Quand les fraudeurs sont chocolat

Par flenglet@latribune.fr  |   |  384  mots
Par François Lenglet, rédacteur en chef à La Tribune.

Avec la levée du secret bancaire, la Suisse sacrifie l'un de ses pôles d'excellence mondiale. Heureusement pour elle, il lui reste vaches, cloches et alpages aux pentes enneigées. A Paris, on embouche les trompettes de la victoire. Quelques semaines seulement après le G20, voici les premiers résultats concrets des décisions prises par le directoire mondial pour lutter contre la crise !

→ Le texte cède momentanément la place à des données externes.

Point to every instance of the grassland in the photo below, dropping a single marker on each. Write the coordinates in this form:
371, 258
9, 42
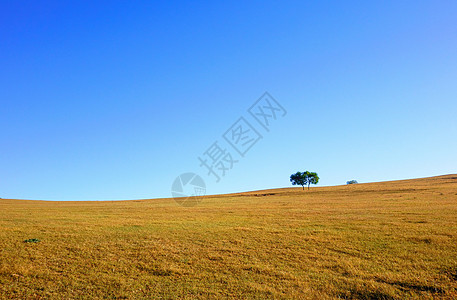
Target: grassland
387, 240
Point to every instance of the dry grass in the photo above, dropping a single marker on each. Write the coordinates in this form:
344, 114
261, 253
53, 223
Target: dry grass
366, 241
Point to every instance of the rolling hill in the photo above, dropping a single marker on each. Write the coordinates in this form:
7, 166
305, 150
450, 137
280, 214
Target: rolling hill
383, 240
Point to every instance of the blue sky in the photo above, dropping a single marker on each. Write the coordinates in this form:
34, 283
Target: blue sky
112, 100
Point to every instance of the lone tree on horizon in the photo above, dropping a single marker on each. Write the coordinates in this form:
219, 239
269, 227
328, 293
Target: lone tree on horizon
304, 178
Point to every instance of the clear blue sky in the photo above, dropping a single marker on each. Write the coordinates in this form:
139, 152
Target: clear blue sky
113, 99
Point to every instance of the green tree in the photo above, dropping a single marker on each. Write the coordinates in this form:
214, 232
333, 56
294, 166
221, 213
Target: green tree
298, 179
304, 178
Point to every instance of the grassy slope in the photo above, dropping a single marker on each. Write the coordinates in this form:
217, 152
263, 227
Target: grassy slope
392, 239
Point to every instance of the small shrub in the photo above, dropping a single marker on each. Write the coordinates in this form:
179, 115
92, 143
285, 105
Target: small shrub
32, 241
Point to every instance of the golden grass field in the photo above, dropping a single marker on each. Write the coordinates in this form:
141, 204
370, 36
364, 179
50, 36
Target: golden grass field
389, 240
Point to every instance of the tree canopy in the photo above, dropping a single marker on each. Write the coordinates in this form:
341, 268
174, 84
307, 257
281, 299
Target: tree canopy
304, 178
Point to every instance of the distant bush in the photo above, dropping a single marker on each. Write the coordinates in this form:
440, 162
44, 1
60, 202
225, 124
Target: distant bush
32, 241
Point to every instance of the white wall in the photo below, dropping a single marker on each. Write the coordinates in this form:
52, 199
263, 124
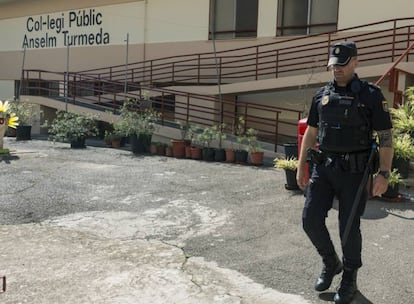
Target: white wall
353, 12
115, 22
6, 89
266, 26
177, 20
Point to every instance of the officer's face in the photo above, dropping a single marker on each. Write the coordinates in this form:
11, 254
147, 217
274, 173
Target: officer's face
343, 74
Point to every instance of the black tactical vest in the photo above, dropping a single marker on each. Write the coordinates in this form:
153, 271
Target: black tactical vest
343, 123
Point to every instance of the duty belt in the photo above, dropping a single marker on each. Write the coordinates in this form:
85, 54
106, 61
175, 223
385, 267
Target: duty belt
354, 162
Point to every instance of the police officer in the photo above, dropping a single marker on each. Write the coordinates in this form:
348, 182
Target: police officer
342, 118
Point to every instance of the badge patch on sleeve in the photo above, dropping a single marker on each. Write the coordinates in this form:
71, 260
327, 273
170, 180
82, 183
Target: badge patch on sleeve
385, 106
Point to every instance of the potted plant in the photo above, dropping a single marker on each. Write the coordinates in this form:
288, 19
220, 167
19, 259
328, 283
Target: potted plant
8, 119
241, 153
220, 153
394, 182
403, 151
73, 128
27, 114
254, 147
207, 135
290, 165
139, 124
194, 135
403, 116
180, 144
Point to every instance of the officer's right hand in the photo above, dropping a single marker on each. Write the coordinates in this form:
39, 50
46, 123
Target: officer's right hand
301, 179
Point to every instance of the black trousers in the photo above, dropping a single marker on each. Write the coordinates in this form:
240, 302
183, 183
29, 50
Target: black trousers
326, 183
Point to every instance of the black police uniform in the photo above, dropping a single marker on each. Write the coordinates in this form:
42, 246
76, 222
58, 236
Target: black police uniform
345, 118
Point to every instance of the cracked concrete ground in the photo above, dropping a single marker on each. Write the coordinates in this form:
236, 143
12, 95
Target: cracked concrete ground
101, 225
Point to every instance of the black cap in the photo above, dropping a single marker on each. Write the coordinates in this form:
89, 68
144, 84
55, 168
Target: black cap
341, 53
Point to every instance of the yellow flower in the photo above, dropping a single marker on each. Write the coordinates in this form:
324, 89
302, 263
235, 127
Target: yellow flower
13, 121
4, 107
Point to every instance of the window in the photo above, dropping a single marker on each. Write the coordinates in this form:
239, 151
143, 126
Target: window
233, 18
304, 17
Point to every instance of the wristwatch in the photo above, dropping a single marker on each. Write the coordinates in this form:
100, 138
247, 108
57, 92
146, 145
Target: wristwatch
385, 174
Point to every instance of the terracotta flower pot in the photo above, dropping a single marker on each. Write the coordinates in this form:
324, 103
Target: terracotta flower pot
196, 153
230, 154
256, 158
178, 148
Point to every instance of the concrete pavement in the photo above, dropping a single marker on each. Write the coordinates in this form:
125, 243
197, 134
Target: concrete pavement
102, 225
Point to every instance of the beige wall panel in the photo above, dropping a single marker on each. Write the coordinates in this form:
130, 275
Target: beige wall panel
352, 12
19, 8
6, 90
96, 26
178, 20
266, 26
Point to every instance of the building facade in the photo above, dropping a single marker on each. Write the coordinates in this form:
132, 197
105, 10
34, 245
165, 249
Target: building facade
89, 34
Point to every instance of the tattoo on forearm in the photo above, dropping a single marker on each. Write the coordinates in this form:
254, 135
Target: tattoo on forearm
385, 138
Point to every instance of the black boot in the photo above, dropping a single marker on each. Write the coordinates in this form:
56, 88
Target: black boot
348, 287
331, 266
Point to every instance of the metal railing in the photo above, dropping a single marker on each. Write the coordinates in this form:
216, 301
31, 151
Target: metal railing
105, 95
104, 88
283, 57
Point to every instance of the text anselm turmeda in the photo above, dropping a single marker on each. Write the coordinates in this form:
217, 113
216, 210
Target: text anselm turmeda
73, 28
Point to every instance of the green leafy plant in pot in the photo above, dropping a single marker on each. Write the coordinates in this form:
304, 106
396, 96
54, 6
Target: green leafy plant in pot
240, 131
290, 165
28, 114
72, 127
394, 182
403, 151
254, 147
139, 123
403, 116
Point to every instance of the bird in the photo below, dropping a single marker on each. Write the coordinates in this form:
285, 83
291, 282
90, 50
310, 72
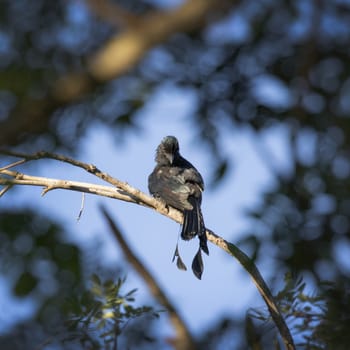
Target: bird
177, 183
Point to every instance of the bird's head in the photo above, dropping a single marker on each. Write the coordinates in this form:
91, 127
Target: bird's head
167, 150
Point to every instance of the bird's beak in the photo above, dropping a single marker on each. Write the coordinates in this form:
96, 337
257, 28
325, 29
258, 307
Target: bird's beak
170, 157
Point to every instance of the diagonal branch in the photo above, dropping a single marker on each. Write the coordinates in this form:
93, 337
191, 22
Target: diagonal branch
184, 339
124, 191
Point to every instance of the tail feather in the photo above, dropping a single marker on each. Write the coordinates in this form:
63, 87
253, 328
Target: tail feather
193, 225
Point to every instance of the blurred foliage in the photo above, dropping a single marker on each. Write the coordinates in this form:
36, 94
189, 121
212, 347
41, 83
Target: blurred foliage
100, 316
318, 320
268, 63
46, 266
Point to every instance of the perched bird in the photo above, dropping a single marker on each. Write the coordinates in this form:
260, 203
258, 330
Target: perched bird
177, 182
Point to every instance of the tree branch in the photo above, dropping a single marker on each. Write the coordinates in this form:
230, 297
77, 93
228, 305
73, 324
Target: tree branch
184, 339
125, 192
114, 58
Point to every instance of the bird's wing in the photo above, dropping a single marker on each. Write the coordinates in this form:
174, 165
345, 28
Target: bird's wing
172, 189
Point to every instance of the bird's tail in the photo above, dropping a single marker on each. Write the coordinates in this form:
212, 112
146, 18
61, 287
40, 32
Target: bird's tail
194, 225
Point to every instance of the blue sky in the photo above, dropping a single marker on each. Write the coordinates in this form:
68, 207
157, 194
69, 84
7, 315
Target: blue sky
225, 288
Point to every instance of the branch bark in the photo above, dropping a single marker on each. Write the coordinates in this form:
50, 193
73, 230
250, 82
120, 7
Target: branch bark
125, 192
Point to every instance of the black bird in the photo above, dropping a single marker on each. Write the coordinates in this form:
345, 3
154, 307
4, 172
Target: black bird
179, 184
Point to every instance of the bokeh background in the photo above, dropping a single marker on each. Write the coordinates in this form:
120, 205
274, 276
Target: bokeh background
258, 94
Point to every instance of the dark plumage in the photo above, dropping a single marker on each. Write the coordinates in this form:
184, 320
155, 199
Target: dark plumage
178, 183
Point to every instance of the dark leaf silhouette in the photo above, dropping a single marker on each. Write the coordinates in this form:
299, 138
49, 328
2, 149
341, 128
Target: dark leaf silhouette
197, 265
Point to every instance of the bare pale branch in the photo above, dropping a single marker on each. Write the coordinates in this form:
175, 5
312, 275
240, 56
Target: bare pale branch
125, 192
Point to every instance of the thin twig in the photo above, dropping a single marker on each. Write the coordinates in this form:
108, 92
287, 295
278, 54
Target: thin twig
5, 189
130, 194
19, 162
82, 206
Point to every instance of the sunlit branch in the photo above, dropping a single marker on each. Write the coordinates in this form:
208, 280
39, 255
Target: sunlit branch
125, 192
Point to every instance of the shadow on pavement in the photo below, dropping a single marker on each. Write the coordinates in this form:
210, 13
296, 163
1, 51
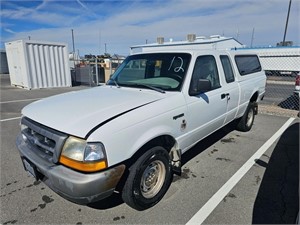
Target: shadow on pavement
277, 201
291, 102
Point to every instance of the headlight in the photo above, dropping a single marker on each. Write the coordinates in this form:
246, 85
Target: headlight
83, 156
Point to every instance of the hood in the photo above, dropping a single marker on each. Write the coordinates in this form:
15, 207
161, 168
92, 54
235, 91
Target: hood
77, 113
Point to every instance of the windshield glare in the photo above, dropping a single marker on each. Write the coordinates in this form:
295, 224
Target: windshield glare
165, 71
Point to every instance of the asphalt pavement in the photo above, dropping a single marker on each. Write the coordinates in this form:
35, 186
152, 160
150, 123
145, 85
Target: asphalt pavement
230, 177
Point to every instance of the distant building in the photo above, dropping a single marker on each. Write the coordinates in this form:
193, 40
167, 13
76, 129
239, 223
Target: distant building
286, 43
3, 62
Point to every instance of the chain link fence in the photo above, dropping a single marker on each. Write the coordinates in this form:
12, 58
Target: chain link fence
92, 73
280, 90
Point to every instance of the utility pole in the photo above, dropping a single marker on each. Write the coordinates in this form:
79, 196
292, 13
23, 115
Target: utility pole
252, 38
286, 24
73, 47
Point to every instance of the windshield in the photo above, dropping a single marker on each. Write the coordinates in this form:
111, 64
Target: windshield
157, 71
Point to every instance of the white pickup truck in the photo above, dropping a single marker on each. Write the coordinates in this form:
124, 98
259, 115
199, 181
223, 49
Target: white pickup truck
129, 135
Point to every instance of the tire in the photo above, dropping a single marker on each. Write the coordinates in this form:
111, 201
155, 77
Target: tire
246, 122
148, 180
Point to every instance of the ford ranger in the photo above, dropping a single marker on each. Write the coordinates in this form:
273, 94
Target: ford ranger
133, 131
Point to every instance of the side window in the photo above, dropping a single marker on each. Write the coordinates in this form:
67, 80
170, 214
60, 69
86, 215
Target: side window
206, 68
227, 68
247, 64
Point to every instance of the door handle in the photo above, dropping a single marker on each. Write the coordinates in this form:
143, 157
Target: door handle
224, 95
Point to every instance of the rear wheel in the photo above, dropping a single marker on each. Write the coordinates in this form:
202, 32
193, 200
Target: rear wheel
148, 180
246, 122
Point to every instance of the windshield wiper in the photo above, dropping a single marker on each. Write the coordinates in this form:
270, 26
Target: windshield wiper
115, 82
150, 87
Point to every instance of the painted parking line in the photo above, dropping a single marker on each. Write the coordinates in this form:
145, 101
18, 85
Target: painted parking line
9, 119
213, 202
23, 100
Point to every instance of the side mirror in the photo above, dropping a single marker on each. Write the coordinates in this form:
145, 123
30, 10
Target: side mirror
201, 86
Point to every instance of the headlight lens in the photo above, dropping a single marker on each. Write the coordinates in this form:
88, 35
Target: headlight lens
83, 156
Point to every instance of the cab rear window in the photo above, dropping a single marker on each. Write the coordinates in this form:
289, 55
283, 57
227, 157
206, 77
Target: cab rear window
247, 64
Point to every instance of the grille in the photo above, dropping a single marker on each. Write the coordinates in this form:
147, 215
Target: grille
48, 142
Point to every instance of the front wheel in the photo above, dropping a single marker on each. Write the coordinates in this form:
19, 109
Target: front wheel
148, 180
246, 122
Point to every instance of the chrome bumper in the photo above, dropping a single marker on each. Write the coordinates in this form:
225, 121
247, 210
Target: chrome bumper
81, 188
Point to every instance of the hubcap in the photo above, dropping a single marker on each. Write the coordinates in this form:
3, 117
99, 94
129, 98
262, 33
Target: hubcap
153, 179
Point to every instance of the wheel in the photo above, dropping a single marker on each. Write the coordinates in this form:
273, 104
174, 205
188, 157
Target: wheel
245, 123
148, 180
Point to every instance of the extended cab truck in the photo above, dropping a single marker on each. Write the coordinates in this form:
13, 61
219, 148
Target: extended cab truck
134, 130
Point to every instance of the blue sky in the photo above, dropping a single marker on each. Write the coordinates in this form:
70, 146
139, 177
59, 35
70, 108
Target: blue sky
121, 24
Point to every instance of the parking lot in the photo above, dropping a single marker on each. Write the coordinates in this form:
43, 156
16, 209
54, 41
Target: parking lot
228, 178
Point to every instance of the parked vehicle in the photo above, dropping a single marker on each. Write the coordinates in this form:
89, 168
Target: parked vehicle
133, 131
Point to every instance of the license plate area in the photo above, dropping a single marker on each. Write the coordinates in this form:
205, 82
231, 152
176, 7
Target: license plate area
30, 168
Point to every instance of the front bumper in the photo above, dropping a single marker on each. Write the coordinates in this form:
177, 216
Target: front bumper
81, 188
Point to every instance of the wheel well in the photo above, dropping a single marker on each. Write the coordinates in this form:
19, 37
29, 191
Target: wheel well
254, 97
165, 141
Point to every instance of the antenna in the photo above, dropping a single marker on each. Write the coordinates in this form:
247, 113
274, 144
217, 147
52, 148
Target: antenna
286, 24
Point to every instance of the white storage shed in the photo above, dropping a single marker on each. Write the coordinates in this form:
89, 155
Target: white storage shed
3, 62
37, 64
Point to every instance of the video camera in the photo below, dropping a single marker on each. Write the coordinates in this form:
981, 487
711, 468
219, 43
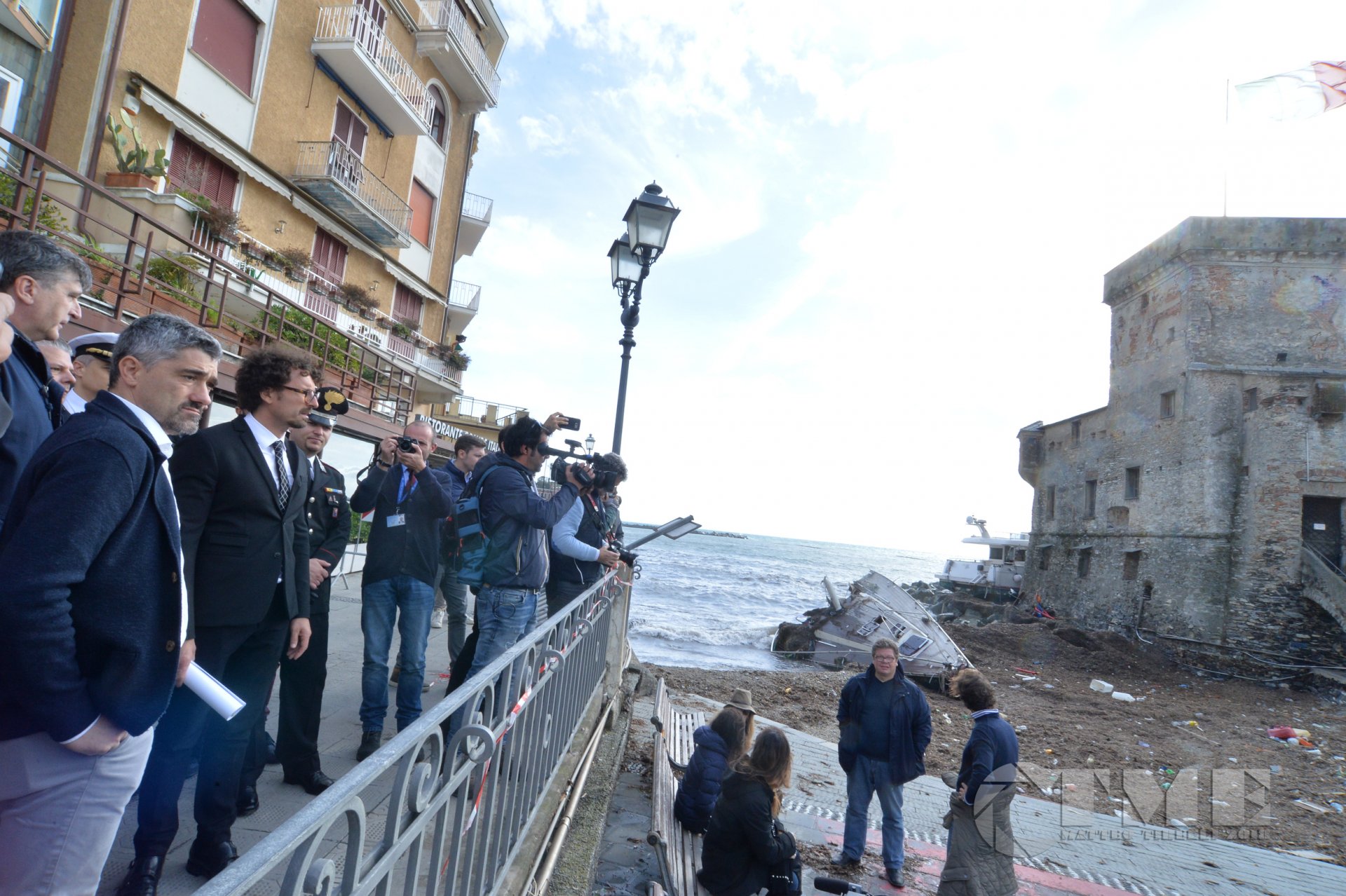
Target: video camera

C'est vrai. A une nuance près : les paradis fiscaux n'ont rigoureusement rien à voir avec la crise financière. Si la fraude à l'impôt est répréhensible, elle n'est pas plus liée aux "subprimes" que les excès de vitesse sur la nationale 6, autres coupables activités que la collectivité se doit de sanctionner. Il est troublant de constater que la seule mesure à ce jour issue du G20 ne s'attaque pas aux causes du krach, mais vise à aider les Etats à boucler leurs fins de mois, alors qu'ils sont engagés dans le sauvetage économique le plus coûteux de l'histoire.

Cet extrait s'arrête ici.